In true pioneering modern-dance fashion, choreographer Teresa Fellion has set out to do something that many creators might call counter-intuitive: getting butts OUT of seats. In the third version of Fellion’s The Mantises are Flipping, each audience member is told, “Feel free to set your stuff down and explore the space.”
We step into what seems to be a human-as-art exhibit. The subjects wear starchy, ill-fitting white tops and slim black trousers (credit to costume designer, Ljupka Arsovska, for this cleverly-confusing and interesting silhouette, and for a lovely reveal later). Their feet look planted while their upper bodies twitch and teeter. People carefully maneuver around them, and macabre strings whine in the distance. Lighting quietly shifts from warms to cools by the meaningful handling of lighting designer, Tim Cryan.
To sit in a seat and not explore does sound more comfortable and safe. However, this distance is exactly the approach to modern dance that Fellion is shaking her audience free from. She, with her company of seven dancer-artists, are saying, “We need you here with us. We only exist with you.” She eradicates any idea that a dancer exists without an observer. She causes the relationship between dancer and audience to be symbiotic.
The Mantises are Flipping W.3 starts from the moment you walk in the door. The fury does not decrease until it ends. Are these little mantises that are struggling to exist, as the title suggests? Is that an ever-thickening forest she is feverishly escaping? Or are these atoms in the universe, playing victim to the winds and the tides? Perhaps we are watching a deadly addiction take hold inside someone’s psyche. It doesn’t matter. It is absolutely fascinating.
Teresa Fellion’s dancers have a strong idea of what captivates an audience. Their faces, so refreshingly animated, indicate a rich inner life. Their bodies become like a paint brush that uses our imaginations as a canvas, painting hundreds of interpretations of life.

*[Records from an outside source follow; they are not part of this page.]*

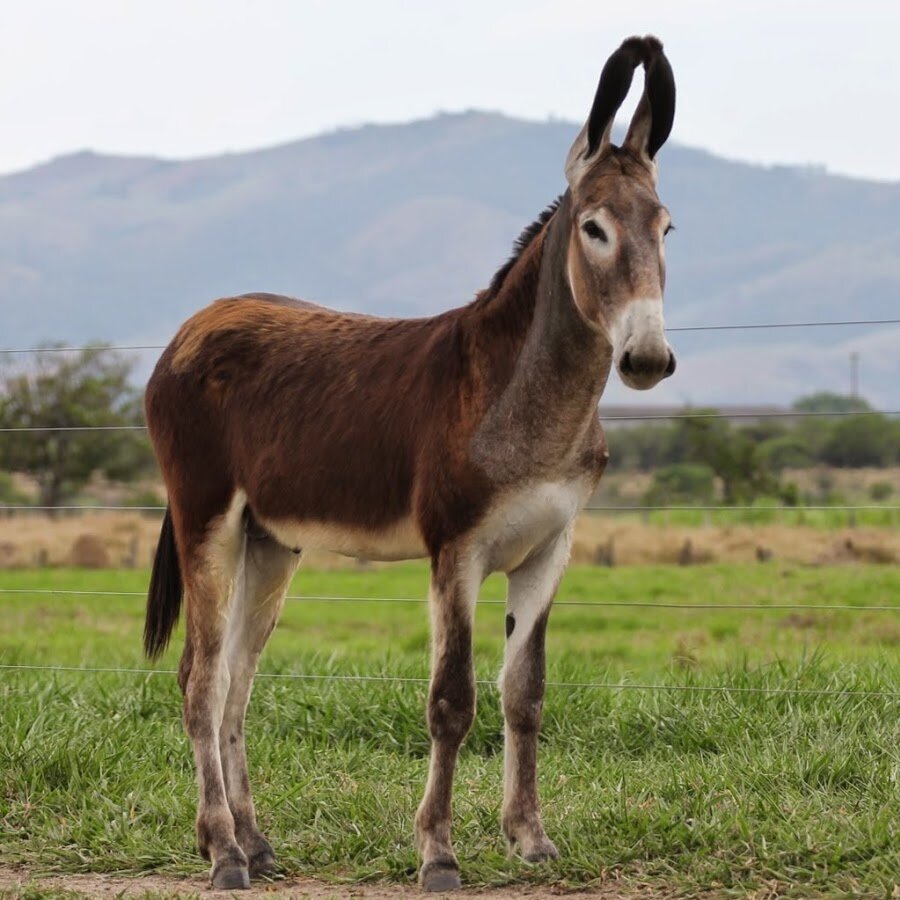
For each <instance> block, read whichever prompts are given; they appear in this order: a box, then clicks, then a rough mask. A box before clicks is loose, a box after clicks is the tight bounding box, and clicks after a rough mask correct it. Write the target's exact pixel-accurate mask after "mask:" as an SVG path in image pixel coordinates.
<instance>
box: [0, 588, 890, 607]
mask: <svg viewBox="0 0 900 900" xmlns="http://www.w3.org/2000/svg"><path fill="white" fill-rule="evenodd" d="M0 594H10V595H19V596H22V595H26V596H27V595H34V596H38V597H41V596H53V597H139V598H142V599H143V598H145V597H146V596H147V592H146V591H105V590H98V591H92V590H69V589H67V588H0ZM285 599H286V600H291V601H305V602H323V603H396V604H404V603H412V604H416V605H419V606H421V605H423V604H426V603H428V602H429V601H428V598H427V597H360V596H352V595H347V594H288V595H287V596H286V597H285ZM485 604H487V605H488V606H505V605H506V600H495V599H491V598H485V599H479V600H478V605H479V606H483V605H485ZM553 606H554V608H556V607H558V606H573V607H580V608H595V609H604V608H606V609H667V610H682V609H684V610H709V611H715V610H718V611H722V612H727V611H733V610H737V611H741V612H747V611H751V612H785V611H798V610H804V611H807V612H810V611H811V612H821V613H831V612H893V613H900V605H893V606H891V605H879V604H864V603H860V604H835V603H766V604H762V603H665V602H658V601H655V600H567V599H565V598H563V599H559V600H554V602H553Z"/></svg>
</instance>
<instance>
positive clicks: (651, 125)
mask: <svg viewBox="0 0 900 900" xmlns="http://www.w3.org/2000/svg"><path fill="white" fill-rule="evenodd" d="M644 44H645V46H646V48H647V59H646V61H645V63H644V67H645V69H646V74H645V76H644V93H643V95H642V96H641V99H640V102H639V103H638V106H637V109H636V110H635V112H634V118H633V119H632V120H631V125H629V127H628V134H627V135H626V136H625V143H624V144H623V145H622V146H623V147H626V148H627V149H629V150H631V151H632V152H633V153H635V154H637V155H638V156H641V157H644V158H646V159H650V160H652V159H653V157H654V156H656V154H657V152H658V151H659V148H660V147H662V145H663V144H664V143H665V142H666V138H668V136H669V133H670V132H671V131H672V122H673V121H674V119H675V77H674V76H673V75H672V67H671V66H670V65H669V61H668V59H666V55H665V53H663V48H662V44H661V43H660V42H659V41H658V40H657V39H656V38H655V37H649V36H648V37H646V38H644Z"/></svg>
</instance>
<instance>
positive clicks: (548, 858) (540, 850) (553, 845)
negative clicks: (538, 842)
mask: <svg viewBox="0 0 900 900" xmlns="http://www.w3.org/2000/svg"><path fill="white" fill-rule="evenodd" d="M523 859H524V860H525V862H532V863H539V862H547V861H548V860H551V859H559V850H557V849H556V844H554V843H553V841H551V840H550V838H544V840H543V841H541V843H540V844H538V845H537V846H536V847H532V848H531V851H530V852H528V853H526V854H525V855H524V857H523Z"/></svg>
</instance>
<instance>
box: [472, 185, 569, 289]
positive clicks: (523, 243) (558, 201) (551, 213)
mask: <svg viewBox="0 0 900 900" xmlns="http://www.w3.org/2000/svg"><path fill="white" fill-rule="evenodd" d="M562 198H563V195H562V194H560V195H559V196H558V197H557V198H556V199H555V200H554V201H553V202H552V203H551V204H550V205H549V206H548V207H547V208H546V209H545V210H544V211H543V212H542V213H541V214H540V215H539V216H538V217H537V218H536V219H535V220H534V221H533V222H532V223H531V224H530V225H529V226H528V227H527V228H525V229H523V231H522V233H521V234H520V235H519V236H518V237H517V238H516V242H515V243H514V244H513V252H512V256H510V258H509V259H508V260H507V261H506V262H505V263H504V264H503V265H502V266H501V267H500V268H499V269H498V270H497V272H496V274H495V275H494V277H493V278H492V279H491V283H490V286H489V287H488V289H487V295H488V296H491V297H493V296H494V295H496V293H497V291H499V290H500V288H501V287H502V286H503V282H504V281H506V276H507V275H509V273H510V271H512V267H513V266H514V265H515V264H516V263H517V262H518V261H519V257H520V256H521V255H522V254H523V253H524V252H525V250H526V248H527V247H528V245H529V244H530V243H531V242H532V241H533V240H534V239H535V238H536V237H537V236H538V235H539V234H540V233H541V232H542V231H543V230H544V226H545V225H546V224H547V223H548V222H549V221H550V219H552V218H553V214H554V213H555V212H556V210H557V209H559V204H560V203H562Z"/></svg>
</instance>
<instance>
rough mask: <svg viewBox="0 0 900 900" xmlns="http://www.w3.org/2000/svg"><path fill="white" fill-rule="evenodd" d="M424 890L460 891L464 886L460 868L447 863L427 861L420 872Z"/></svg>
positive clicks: (440, 890)
mask: <svg viewBox="0 0 900 900" xmlns="http://www.w3.org/2000/svg"><path fill="white" fill-rule="evenodd" d="M419 883H420V884H421V885H422V890H423V891H458V890H459V889H460V888H461V887H462V882H461V881H460V879H459V868H458V867H457V866H452V865H449V864H447V863H443V862H440V863H426V864H425V865H424V866H422V871H421V872H420V873H419Z"/></svg>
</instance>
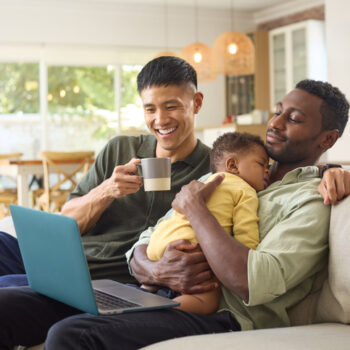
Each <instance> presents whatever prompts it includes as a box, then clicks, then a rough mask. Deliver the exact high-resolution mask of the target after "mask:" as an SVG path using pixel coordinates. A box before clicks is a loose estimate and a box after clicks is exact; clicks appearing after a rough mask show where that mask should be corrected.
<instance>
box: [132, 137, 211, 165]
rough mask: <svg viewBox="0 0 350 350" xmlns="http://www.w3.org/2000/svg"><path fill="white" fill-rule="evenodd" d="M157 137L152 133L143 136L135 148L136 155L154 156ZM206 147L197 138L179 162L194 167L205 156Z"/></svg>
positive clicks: (141, 155)
mask: <svg viewBox="0 0 350 350" xmlns="http://www.w3.org/2000/svg"><path fill="white" fill-rule="evenodd" d="M156 146H157V139H156V138H155V136H153V135H146V136H144V141H143V142H142V143H141V146H140V148H139V149H138V150H137V157H139V158H150V157H155V156H156ZM208 149H209V148H208V147H207V146H205V145H204V144H203V143H202V142H201V141H200V140H198V139H197V145H196V147H195V149H194V150H193V152H192V153H191V154H189V155H188V156H187V157H186V158H185V159H182V160H180V161H179V162H184V163H186V164H188V165H191V166H192V167H193V168H194V167H196V166H197V165H198V164H199V163H200V162H201V161H202V160H203V158H204V157H205V156H207V154H208ZM175 163H176V162H175Z"/></svg>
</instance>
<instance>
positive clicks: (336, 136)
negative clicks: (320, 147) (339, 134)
mask: <svg viewBox="0 0 350 350" xmlns="http://www.w3.org/2000/svg"><path fill="white" fill-rule="evenodd" d="M338 138H339V130H338V129H334V130H326V131H324V135H323V137H322V140H321V143H320V147H321V148H322V149H323V152H325V151H327V149H329V148H331V147H333V145H334V144H335V143H336V141H337V140H338Z"/></svg>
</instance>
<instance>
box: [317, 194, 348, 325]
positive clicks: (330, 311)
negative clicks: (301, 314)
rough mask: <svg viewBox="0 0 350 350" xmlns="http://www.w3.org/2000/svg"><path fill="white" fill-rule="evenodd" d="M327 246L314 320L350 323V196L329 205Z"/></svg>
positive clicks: (317, 320)
mask: <svg viewBox="0 0 350 350" xmlns="http://www.w3.org/2000/svg"><path fill="white" fill-rule="evenodd" d="M329 249H330V251H329V266H328V279H327V280H326V281H325V283H324V285H323V288H322V291H321V295H320V298H319V299H318V303H317V307H316V315H315V321H316V322H340V323H350V196H349V197H347V198H345V199H343V200H342V201H341V202H340V203H338V204H336V205H335V206H333V207H332V213H331V224H330V232H329Z"/></svg>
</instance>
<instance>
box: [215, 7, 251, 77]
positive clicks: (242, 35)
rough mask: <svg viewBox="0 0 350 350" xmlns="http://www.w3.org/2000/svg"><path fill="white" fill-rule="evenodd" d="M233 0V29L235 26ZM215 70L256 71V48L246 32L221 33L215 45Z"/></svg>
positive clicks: (234, 31) (216, 40)
mask: <svg viewBox="0 0 350 350" xmlns="http://www.w3.org/2000/svg"><path fill="white" fill-rule="evenodd" d="M232 1H233V0H231V29H232V27H233V3H232ZM213 59H214V70H215V72H216V73H223V74H225V75H249V74H253V73H254V67H255V62H254V60H255V48H254V45H253V43H252V41H251V40H250V39H249V37H247V36H246V35H245V34H243V33H240V32H235V31H232V30H231V31H230V32H226V33H223V34H221V35H220V36H219V37H218V38H217V39H216V40H215V42H214V46H213Z"/></svg>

The string-based music of Ryan Edwards and John Yannelli presents a score void of memory and full of beauty, mood and tension. Unlike the lilting influence that a piano has on a dancer’s body, these strings cause the dancers to lengthen in space, dangle midair or be tugged to the earth’s core.
Fellion’s choreography demands high extensions, a comfort with weight-bearing pas de deux, massively deep second-position plies (and many of them) and ever-changing centers of gravity. That, however, is not the heart of Fellion’s dance theatre. The dancers use their full instruments to exist in the context of an imaginary story. Isn’t that why we go to the dance? Technique is interesting for about five seconds. It is the marriage of technique and inner life that makes the dancer, as another pioneering woman of modern dance described, “an Athlete of God.”